Bass response issues will just change frequency and be easier to predict. What closing the wall will really help with is imaging and better left to right symmetry and getting both main speakers to sound the same in the midbass through lower midrange.

Bryan


----------



## Syd26147 (Jul 4, 2008)

My area is different from yours...
For lack of a better definition it is open ( no doors or interior walls to separate speakers from the rest of the house ).
I wouldn't go back to a closed area and the strong modes and modes I experienced in "closed rooms"

Syd


----------



## tcarcio (Jun 27, 2007)

OK, My problem is tactile performance with bass. Although I have a great sub, the DTS10, i don't get that punch in the chest the way I hear alot of people talk about. So if what you say about midbass and modes will that increase with the wall closed?
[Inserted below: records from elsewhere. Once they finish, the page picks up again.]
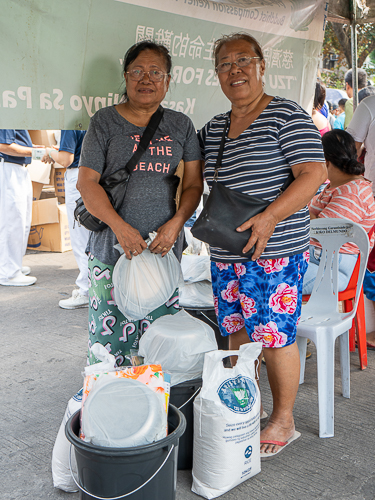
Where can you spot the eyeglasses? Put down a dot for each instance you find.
(240, 63)
(154, 75)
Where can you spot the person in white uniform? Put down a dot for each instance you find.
(68, 156)
(15, 206)
(362, 129)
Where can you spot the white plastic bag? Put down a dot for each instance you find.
(145, 282)
(196, 268)
(178, 343)
(226, 423)
(61, 476)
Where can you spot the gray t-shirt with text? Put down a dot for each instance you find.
(149, 202)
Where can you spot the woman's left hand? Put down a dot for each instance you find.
(262, 227)
(166, 236)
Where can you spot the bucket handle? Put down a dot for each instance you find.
(188, 401)
(122, 496)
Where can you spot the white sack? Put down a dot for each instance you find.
(226, 423)
(178, 342)
(61, 476)
(145, 282)
(196, 295)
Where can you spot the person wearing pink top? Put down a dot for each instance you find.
(347, 196)
(320, 121)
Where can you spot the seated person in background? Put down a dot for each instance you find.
(340, 113)
(347, 196)
(320, 121)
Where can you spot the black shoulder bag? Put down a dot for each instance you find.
(227, 209)
(115, 184)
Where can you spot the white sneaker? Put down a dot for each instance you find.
(75, 301)
(19, 280)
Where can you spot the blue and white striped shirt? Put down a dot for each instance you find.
(258, 162)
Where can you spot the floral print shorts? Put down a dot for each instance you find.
(265, 296)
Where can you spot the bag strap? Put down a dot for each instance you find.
(221, 149)
(218, 165)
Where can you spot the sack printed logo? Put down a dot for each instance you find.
(238, 394)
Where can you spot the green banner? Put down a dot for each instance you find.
(62, 60)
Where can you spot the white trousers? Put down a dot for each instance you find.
(78, 234)
(16, 196)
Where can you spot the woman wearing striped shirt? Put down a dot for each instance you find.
(347, 196)
(260, 299)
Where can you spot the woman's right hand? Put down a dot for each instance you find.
(130, 239)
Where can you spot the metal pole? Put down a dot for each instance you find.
(353, 29)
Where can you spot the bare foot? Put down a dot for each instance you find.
(276, 430)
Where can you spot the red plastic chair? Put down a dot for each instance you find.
(347, 296)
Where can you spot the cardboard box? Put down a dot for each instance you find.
(49, 227)
(37, 190)
(59, 181)
(39, 172)
(47, 192)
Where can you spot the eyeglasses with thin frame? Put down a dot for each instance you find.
(154, 75)
(241, 62)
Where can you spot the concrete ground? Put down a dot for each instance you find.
(43, 353)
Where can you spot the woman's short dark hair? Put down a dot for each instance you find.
(320, 95)
(136, 49)
(339, 148)
(233, 37)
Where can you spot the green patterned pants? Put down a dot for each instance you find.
(107, 324)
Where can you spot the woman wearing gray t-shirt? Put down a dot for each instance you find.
(149, 205)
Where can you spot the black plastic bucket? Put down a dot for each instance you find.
(141, 473)
(182, 396)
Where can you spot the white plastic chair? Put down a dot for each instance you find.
(321, 320)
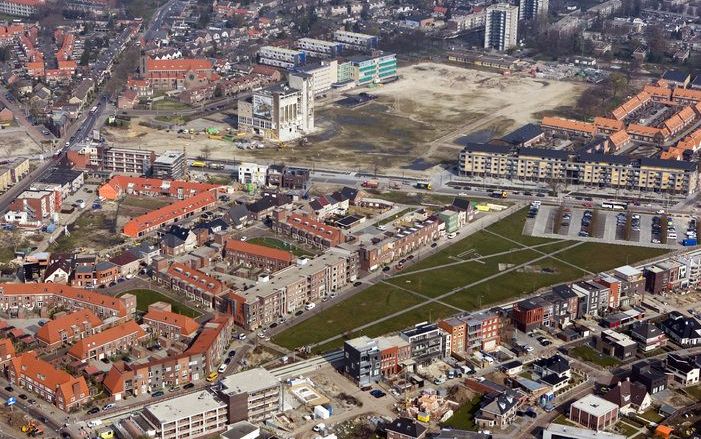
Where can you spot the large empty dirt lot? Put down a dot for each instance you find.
(411, 126)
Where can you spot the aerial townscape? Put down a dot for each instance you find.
(350, 219)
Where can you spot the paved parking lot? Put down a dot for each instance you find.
(623, 227)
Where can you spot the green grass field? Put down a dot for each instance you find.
(464, 417)
(587, 353)
(382, 299)
(146, 297)
(279, 244)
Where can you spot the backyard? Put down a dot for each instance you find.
(144, 298)
(491, 266)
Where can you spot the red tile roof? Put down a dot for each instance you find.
(196, 278)
(69, 324)
(121, 184)
(169, 213)
(81, 349)
(187, 325)
(65, 291)
(259, 250)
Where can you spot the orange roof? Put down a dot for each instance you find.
(65, 291)
(168, 213)
(121, 184)
(686, 94)
(635, 128)
(69, 324)
(259, 250)
(619, 138)
(568, 124)
(82, 348)
(311, 225)
(7, 349)
(658, 92)
(196, 278)
(208, 335)
(609, 124)
(40, 371)
(186, 324)
(177, 65)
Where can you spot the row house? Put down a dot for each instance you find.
(289, 290)
(306, 229)
(195, 284)
(49, 383)
(14, 297)
(202, 357)
(68, 328)
(109, 342)
(377, 251)
(257, 256)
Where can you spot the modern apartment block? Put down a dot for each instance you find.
(189, 416)
(355, 40)
(281, 57)
(532, 9)
(170, 165)
(288, 290)
(374, 69)
(362, 360)
(428, 342)
(305, 228)
(319, 48)
(598, 170)
(501, 27)
(377, 251)
(253, 395)
(279, 112)
(127, 160)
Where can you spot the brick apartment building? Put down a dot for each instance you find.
(108, 342)
(306, 229)
(288, 290)
(179, 210)
(202, 357)
(68, 328)
(14, 297)
(162, 322)
(54, 385)
(195, 284)
(257, 256)
(120, 185)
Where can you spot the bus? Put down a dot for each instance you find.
(614, 205)
(421, 185)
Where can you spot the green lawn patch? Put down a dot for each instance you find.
(607, 256)
(280, 244)
(694, 392)
(364, 307)
(464, 417)
(144, 298)
(426, 313)
(587, 353)
(397, 215)
(562, 420)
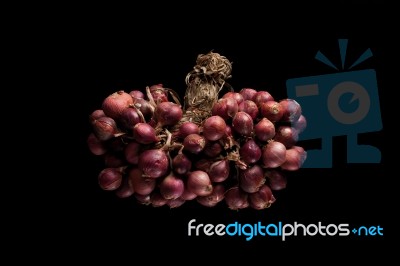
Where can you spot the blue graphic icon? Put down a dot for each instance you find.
(344, 103)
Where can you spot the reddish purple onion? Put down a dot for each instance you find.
(225, 108)
(171, 187)
(175, 203)
(249, 107)
(243, 124)
(187, 128)
(262, 97)
(132, 152)
(274, 154)
(250, 152)
(234, 95)
(136, 94)
(248, 93)
(286, 135)
(95, 145)
(159, 93)
(199, 183)
(181, 164)
(264, 130)
(145, 107)
(194, 143)
(144, 133)
(110, 178)
(295, 158)
(251, 179)
(141, 184)
(96, 114)
(104, 128)
(214, 198)
(114, 160)
(187, 194)
(214, 128)
(236, 199)
(168, 113)
(153, 163)
(203, 164)
(271, 110)
(261, 199)
(212, 149)
(219, 171)
(116, 103)
(129, 118)
(115, 145)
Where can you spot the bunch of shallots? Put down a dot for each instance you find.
(234, 149)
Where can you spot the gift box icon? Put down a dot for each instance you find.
(344, 103)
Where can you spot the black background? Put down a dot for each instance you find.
(124, 51)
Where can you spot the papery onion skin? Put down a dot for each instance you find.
(136, 94)
(250, 152)
(132, 152)
(214, 128)
(168, 113)
(249, 107)
(171, 187)
(251, 179)
(116, 103)
(219, 171)
(236, 199)
(264, 130)
(110, 178)
(295, 158)
(181, 164)
(199, 183)
(243, 124)
(140, 183)
(261, 199)
(286, 135)
(248, 93)
(274, 154)
(187, 128)
(271, 110)
(175, 203)
(105, 128)
(129, 118)
(234, 95)
(225, 108)
(154, 163)
(144, 133)
(194, 143)
(212, 149)
(214, 198)
(262, 97)
(95, 145)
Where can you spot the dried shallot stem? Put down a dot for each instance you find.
(204, 83)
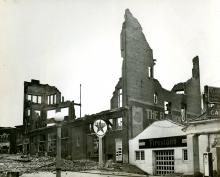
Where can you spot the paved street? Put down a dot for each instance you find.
(83, 174)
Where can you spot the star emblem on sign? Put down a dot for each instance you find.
(100, 127)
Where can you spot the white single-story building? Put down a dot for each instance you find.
(203, 136)
(160, 149)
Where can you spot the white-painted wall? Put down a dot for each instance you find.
(158, 129)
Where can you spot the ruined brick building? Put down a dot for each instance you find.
(141, 93)
(137, 101)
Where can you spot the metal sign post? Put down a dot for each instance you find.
(100, 128)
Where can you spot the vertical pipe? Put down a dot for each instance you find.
(80, 101)
(100, 153)
(58, 157)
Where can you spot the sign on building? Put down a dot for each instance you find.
(213, 94)
(175, 141)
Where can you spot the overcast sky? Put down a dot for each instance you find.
(68, 42)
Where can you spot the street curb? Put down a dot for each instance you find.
(114, 174)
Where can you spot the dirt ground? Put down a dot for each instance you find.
(24, 165)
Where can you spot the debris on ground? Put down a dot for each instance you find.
(31, 164)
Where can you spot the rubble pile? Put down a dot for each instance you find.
(46, 163)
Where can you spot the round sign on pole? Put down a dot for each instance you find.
(100, 127)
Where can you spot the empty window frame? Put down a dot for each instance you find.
(28, 112)
(34, 99)
(39, 99)
(139, 155)
(37, 112)
(150, 71)
(183, 112)
(29, 97)
(185, 154)
(48, 100)
(77, 141)
(51, 99)
(167, 107)
(180, 92)
(120, 98)
(155, 98)
(55, 99)
(119, 123)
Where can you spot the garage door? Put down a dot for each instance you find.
(164, 162)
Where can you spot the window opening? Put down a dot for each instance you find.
(185, 154)
(120, 98)
(167, 107)
(139, 155)
(119, 123)
(183, 112)
(155, 98)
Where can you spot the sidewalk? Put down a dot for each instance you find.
(102, 172)
(90, 173)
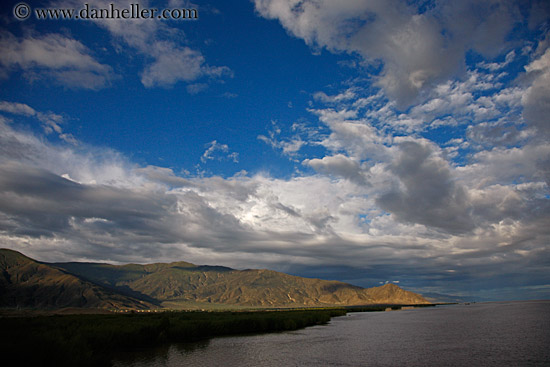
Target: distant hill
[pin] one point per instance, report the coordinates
(26, 283)
(185, 285)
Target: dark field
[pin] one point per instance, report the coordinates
(90, 340)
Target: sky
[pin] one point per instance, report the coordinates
(365, 141)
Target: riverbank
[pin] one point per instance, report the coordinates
(90, 340)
Don't get me wrong I get plenty of loud bass but it seems to be in the lower freq's because I get allot of room gain. I do have a bass trap and wall treatments in the room so I think I am good with that.


----------



## bpape (Sep 14, 2006)

Closing it off will absolutely help with pressurization. When you say 'a' bass trap, what is it, how big is it, and where is it? In an open room (or a closed one), you'll need more than one.

Bryan


----------



## tcarcio (Jun 27, 2007)

Bryan, I have the Elite pillar bass trap I won here at the Shack and a couple of 4'' thick panels of 703 in the back corners.


----------



## bpape (Sep 14, 2006)

That's a good start but the room could definitely use more whether closed off or not.

Bryan


----------



## tcarcio (Jun 27, 2007)

Well that will be easy enough to do I really am just trying to justify the cost of closeing in the wall. I have never had a closed room for a HT so I can't compare one with the other.


----------



## bpape (Sep 14, 2006)

I would close the room first to get the symmetry and the pressurization/impact. Then add the additional bass control to get the decay times under control.

Bryan


----------



## tcarcio (Jun 27, 2007)

Great Bryan, Thanks for the help. I hope when I do that it will not make where I have the sub a bad spot because I built it into the wall but I'll find that out when it happens.


----------



## bpape (Sep 14, 2006)

If you can move it, that would be best in either case. Subs should not be built in unless specifically designed for inwall use due to boundary interactions and cavity resonances.

Bryan


----------



## tcarcio (Jun 27, 2007)

Well I can move it but I am just hopeing I don't have to. Also I will have to explain to the warden why I had to cut up the wall and now fix it.addle:


----------